By Zuzanna Stamirowska, CEO & Co-founder, Pathway
The next leap in AI will not come from large models that wake up with amnesia. It will come from architectures that can learn through experience.
Scaling laws and the transformer architecture gave researchers a recipe: more data, more compute, more parameters. It worked. We have systems that write, code, and converse with astonishing fluency. However, it also produced a blind spot which is now getting harder to ignore. Enterprises are asking AI to run agentic workflows that span days. Governments are building national AI strategies around ever-larger data centres. All of these futures run into the same constraint: today’s models cannot accumulate experience.
Imagine two employees on their first day of work. One is brilliant but wakes up every morning having forgotten you. You leave notes on its desk so it can catch up. The other employee has the same liberty to fetch text notes, but it remembers and forms decision making patterns as well. By day thirty, there is no comparison. The industry has been shipping amnesiacs like that first employee for five years now.
Most of what the industry currently calls “memory” in its current form is not memory. Long context windows are working memory, which is gone the moment the session ends. RAG is an external database lookup; the information lives in the index, not the model. The memory features in chat applications are text files attached to your user ID; the model is not learning about you, it is receiving a dossier. Fine-tuning is closer, but it is an offline batch process that assumes the production model stays frozen.
The opportunity lies in building memory into the model itself — weights that change as the system forms memories and learns from experience. Repeated exposure to a domain makes the system genuinely better at the work, not just better at looking things up.
The solution to this is architectural. The separation between training and inference is not a law of intelligence. It is a property of the transformer architecture that powers most LLMs today. Knowledge lives in weights frozen the moment training ends while everything afterward happens inside a temporary scratchpad, the context window, discarded at session end. Brains do not work this way. Neither do the post-transformer architectures emerging in 2026. A growing group of researchers now see memory, reasoning, and continual learning as built-in components of the architecture itself rather than capabilities bolted on after training.
Cost and energy follow directly from such architectural choices. Transformer attention scales quadratically with context length, which means that longer context windows get disproportionately expensive fast. Every task that rebuilds context from scratch pays that penalty in compute and in electricity. By contrast, post-transformer alternatives use linear attention and sparse structures, which give them energy efficiency and the ability to form memories as they work, without compute costs that blow up with scale.

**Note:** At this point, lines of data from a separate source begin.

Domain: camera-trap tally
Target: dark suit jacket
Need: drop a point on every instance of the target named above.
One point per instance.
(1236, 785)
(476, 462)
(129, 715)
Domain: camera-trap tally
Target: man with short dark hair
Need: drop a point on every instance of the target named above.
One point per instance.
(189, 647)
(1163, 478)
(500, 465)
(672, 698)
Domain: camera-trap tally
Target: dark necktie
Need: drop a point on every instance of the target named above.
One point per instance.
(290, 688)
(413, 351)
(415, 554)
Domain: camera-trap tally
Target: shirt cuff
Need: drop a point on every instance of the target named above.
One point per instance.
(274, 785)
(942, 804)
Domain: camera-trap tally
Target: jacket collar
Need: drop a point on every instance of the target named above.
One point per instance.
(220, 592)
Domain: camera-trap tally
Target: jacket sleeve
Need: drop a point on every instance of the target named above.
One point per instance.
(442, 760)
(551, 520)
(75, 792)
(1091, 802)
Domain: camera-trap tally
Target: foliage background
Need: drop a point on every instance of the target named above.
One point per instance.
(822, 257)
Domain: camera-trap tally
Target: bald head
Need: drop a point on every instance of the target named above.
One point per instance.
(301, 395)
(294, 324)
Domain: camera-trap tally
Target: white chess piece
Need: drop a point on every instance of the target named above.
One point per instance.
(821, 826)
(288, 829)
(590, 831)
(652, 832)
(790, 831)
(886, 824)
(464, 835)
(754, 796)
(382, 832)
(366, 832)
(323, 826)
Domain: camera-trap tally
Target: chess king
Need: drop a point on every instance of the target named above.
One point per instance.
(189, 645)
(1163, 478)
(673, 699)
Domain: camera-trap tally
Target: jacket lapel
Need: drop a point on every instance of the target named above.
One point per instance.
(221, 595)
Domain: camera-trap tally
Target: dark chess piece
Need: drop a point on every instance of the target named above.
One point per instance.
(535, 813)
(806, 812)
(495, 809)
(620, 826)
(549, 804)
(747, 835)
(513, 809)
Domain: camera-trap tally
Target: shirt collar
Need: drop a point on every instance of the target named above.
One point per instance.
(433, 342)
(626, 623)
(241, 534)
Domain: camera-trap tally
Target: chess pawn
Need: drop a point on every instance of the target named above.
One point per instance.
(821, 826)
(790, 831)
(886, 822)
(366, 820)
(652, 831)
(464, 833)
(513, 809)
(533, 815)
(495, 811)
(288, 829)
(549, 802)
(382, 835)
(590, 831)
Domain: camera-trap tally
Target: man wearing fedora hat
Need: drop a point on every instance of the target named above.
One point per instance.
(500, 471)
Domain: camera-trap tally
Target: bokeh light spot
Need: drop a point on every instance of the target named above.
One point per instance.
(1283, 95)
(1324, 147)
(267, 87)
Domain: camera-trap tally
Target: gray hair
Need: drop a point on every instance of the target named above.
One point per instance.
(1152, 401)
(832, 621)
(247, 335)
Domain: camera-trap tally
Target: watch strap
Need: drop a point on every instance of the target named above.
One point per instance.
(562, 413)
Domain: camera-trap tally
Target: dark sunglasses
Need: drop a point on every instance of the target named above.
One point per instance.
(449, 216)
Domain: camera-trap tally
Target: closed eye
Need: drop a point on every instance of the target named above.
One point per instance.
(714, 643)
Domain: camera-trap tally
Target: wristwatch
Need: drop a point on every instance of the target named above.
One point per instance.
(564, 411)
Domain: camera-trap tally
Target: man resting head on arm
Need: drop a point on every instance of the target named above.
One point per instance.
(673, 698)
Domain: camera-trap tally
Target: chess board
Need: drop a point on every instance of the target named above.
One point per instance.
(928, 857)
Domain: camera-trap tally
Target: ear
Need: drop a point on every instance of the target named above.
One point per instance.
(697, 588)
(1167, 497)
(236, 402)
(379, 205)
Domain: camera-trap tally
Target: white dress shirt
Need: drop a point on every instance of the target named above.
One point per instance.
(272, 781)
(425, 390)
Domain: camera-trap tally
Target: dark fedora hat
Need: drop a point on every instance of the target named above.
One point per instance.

In practical settings this has more consequences. Consider a clinician weighing efficacy, side effects, drug interactions, and a patient’s history at the same moment. A model that starts each consultation from zero cannot accumulate the judgment that comes from having worked through a thousand cases. The same holds in legal, operations, and scientific research. The most valuable business knowledge is judgment built through repeated exposure.
A growing conviction across the field is that the next frontier towards AGI is continual learning and memory, rather than scaling. METR measures how long frontier models stay coherent on real tasks; ARC-AGI-3 is built around whether systems can adapt inside novel environments. Academics such as Martin Farach-Colton, NYU’s Computer Science Chair, have publicly backed Post-Transformer research. The diagnosis is broadly agreed upon, and the discourse is now moving into the open. Adrian Kosowski, the inventor of the Dragon Hatchling architecture, has described this missing step as the “PageRank moment for intelligence.” Before that breakthrough, search could find pages, but not reliably order the web by relevance. Likewise, Transformers have made intelligence visible in machines. The next breakthrough will come from discovering what makes memory, adaptation, and experience compound. Llion Jones, one of the original Transformer authors, has argued that continual learning feels like a hack when it is added on top of architectures built around static weights. On the direction itself, there is no real disagreement. What remains is for post-transformer neolabs or incumbent frontier labs to deliver on it.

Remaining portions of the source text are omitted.